In The White Church, I learned that I could preach. I learned that I could teach. As a black preacher/teacher in The White Church, I was exceptional and unique...and I felt called to leave the Air Force to enroll in a Bible college and prepare for ministry. It was there that I learned about The Black Church. Yes, my white religious education taught me about The Black Church. It taught me that my Black Church experience was the anomaly and The White Church the norm. Sadly, I believed it.
The Black Church is by definition a strange place in that its very existence developed in the context of the trauma, abuse, death, and horror of chattel slavery. The Black Church is a space of survival. It is the ground of all black being. It is the cornerstone of black viability. It is where generations of the African diaspora have found reliance and strength amid white American terror. As such, what is The White Church? What is the White Church for white people and what is The White Church for black people?

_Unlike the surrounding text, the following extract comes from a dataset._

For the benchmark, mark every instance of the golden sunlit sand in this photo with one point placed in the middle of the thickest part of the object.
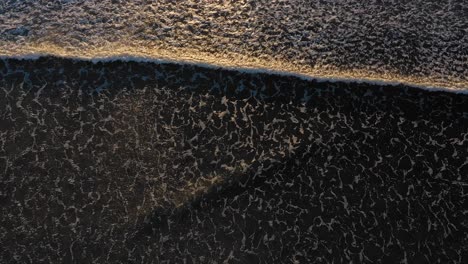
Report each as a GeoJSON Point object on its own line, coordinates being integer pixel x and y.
{"type": "Point", "coordinates": [231, 60]}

For me, it was a space of peace, a space where I believed all people could gather in solidarity. I believed it to be a place where people gather together under a common creed--not black, not white...not rich, not poor, but redeemed. I thought The White Church would be a colorful place where all races would gather together under One Lord, One Baptism, One Cup.
This is not the case.
In my experience, The White Church has been a constant mix of gladness and grief. I have loved the relaxing community and have appreciated the casual spirit of worship as expressed in the “come as you are” ethos. I love how The White Church has a way of anointing the secular and humanizing the sacred. The Black Church preached against my jeans, my gayness, and my rock music. The White Church welcomed and celebrated those things. In The Black Church, holiness and order are held in the highest regard. In The White Church kindness and politeness are the golden rule. For me, as a rebel and a queer, The White Church appealed to my effort to be the best version of whoever I wanted to be. And despite the cultural and racial dissonance, I find that to be extremely comforting. That feeling of bringing my personality and my sexuality into the church and having it affirmed and celebrated is precious and sacred. And for that reason, I have learned to tolerate The White Church with all its flaws and failings.

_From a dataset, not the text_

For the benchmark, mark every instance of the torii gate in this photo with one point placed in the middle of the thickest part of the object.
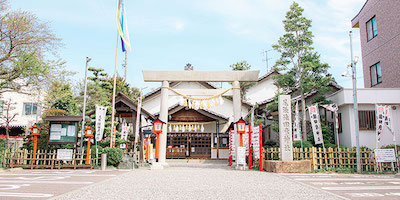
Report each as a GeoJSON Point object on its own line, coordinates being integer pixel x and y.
{"type": "Point", "coordinates": [193, 76]}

But, what about The Black Church? For me, The Black Church is really just church. It’s my home church. It’s the church of my heritage, the church of my ancestors, the root of my liberation, and the anchor of my soul. Whoever I am and all that I will ever be will forever be informed by The Black Church. For me, The Black Church is not a place, but a “charge to keep I have.” Its flaws and faults are not for me to condemn, for, whatever they might be, they are but byproducts of the larger white culture, The White Church that diminishes all that is black and privileges all that is white.
Rev. Michael J. Crumpler is an ordained minister in the United Church of Christ and serves as LGBTQ and Intercultural Programs Manager at the Unitarian Universalist Association. He lives in Harlem and is very active in social justice ministry at the historic Judson Memorial Church of New York City and the surrounding queer community. He is most passionate about intersectional ministry centered in blackness, queerness, HIV/AIDS, economic justice, and emotional well-being.